More repairPermissions

Yesterday I looked at using diskutil to repair the permissions on a boot volume. You can also use diskutil to repair the permissions on a non-booted volume provided that there is a valid Mac OS X installation on that volume. To do so you would simply provide the path to that volume rather than to the blessed boot volume. For example, if the disk that we mentioned in the previous article were called Seldon and it was in a host booted to target disk mode then you would simply provide the path /Volumes/Seldon as before:

diskutil repairPermissions /Volumes/Seldon

In the event that you are scripting and want to take into account a dynamic target you can use a positional parameter or create the script on the fly.
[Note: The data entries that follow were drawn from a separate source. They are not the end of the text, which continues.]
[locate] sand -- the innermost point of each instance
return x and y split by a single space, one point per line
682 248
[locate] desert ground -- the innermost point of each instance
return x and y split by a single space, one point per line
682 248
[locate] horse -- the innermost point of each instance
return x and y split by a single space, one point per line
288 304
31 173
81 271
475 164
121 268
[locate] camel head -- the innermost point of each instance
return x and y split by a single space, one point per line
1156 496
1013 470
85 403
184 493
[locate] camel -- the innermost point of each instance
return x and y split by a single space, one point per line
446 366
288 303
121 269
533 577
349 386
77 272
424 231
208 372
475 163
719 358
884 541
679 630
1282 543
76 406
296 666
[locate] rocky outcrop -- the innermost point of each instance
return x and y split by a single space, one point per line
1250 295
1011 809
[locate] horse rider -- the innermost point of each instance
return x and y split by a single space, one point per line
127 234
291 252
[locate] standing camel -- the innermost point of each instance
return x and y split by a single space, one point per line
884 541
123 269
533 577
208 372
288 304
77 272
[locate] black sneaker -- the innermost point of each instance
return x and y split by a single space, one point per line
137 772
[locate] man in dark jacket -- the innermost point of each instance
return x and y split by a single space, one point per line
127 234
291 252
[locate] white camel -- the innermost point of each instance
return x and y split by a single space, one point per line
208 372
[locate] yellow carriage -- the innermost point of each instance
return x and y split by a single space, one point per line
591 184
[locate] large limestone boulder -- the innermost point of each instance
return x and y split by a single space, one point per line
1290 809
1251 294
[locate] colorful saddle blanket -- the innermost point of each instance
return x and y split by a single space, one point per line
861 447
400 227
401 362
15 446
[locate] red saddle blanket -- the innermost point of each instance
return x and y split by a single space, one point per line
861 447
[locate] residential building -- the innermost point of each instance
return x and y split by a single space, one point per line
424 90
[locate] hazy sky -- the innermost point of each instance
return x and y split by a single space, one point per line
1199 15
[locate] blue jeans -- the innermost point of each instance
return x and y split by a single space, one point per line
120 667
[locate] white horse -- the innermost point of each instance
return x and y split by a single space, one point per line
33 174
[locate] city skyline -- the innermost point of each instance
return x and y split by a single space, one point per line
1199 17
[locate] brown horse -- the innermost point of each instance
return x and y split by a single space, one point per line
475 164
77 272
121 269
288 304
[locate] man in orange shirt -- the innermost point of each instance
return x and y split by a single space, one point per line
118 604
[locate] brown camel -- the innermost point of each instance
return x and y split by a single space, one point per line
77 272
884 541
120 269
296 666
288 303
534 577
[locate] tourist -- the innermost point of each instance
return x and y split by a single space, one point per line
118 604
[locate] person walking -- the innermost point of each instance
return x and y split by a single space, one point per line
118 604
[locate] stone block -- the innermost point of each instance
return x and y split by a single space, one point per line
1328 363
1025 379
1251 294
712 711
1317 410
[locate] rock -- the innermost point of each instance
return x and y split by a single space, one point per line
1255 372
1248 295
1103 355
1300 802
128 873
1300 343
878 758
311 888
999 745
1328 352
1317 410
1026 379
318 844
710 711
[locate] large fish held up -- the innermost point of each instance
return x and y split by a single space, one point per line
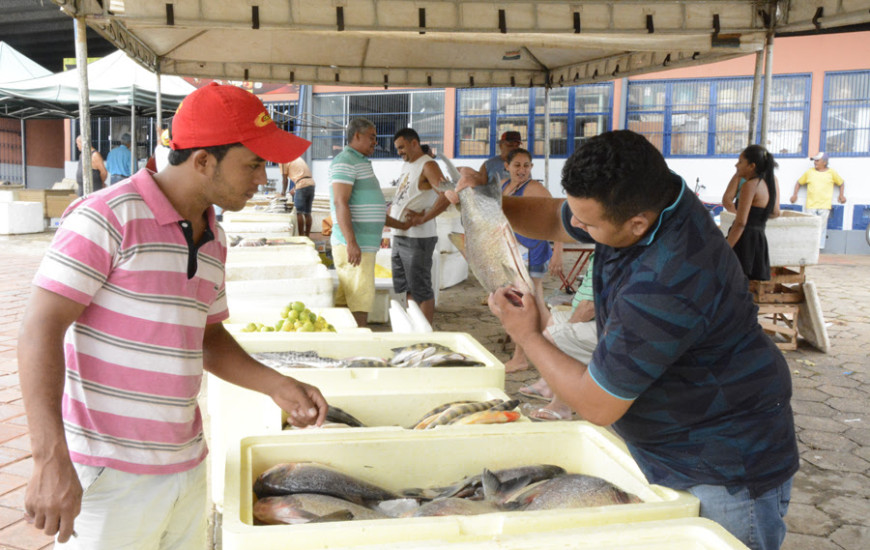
488 244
If you will then be using a package to choose a destination folder you can send a variable to the script and you would then use $1 in the place of /Volumes/Seldon, indicating a positional parameter. For example, a script might appear as follows:

#!/bin/bash
diskutil repairPermissions $1

This is how Mike Bombich used to summon repair permissions in NetRestore (if memory serves then his script is practically identical to the one I list here but I’m on a flight can’t cross-reference ’cause I’m still too cheap to get a GoGo account). In watching his scripts mature, I picked up running a repairPermissions as a post-flight deployment task. Since doing so I’ve noticed a slight decrease in the amount of troublesome hosts deployed to the tune of maybe 1 out of 40 imaging projects per year. If the volume name is identical across all hosts then this can be as simple as listing the first command above. If the volume will be a boot volume then you can use the bless command, as indicated yesterday, to grab the volume name.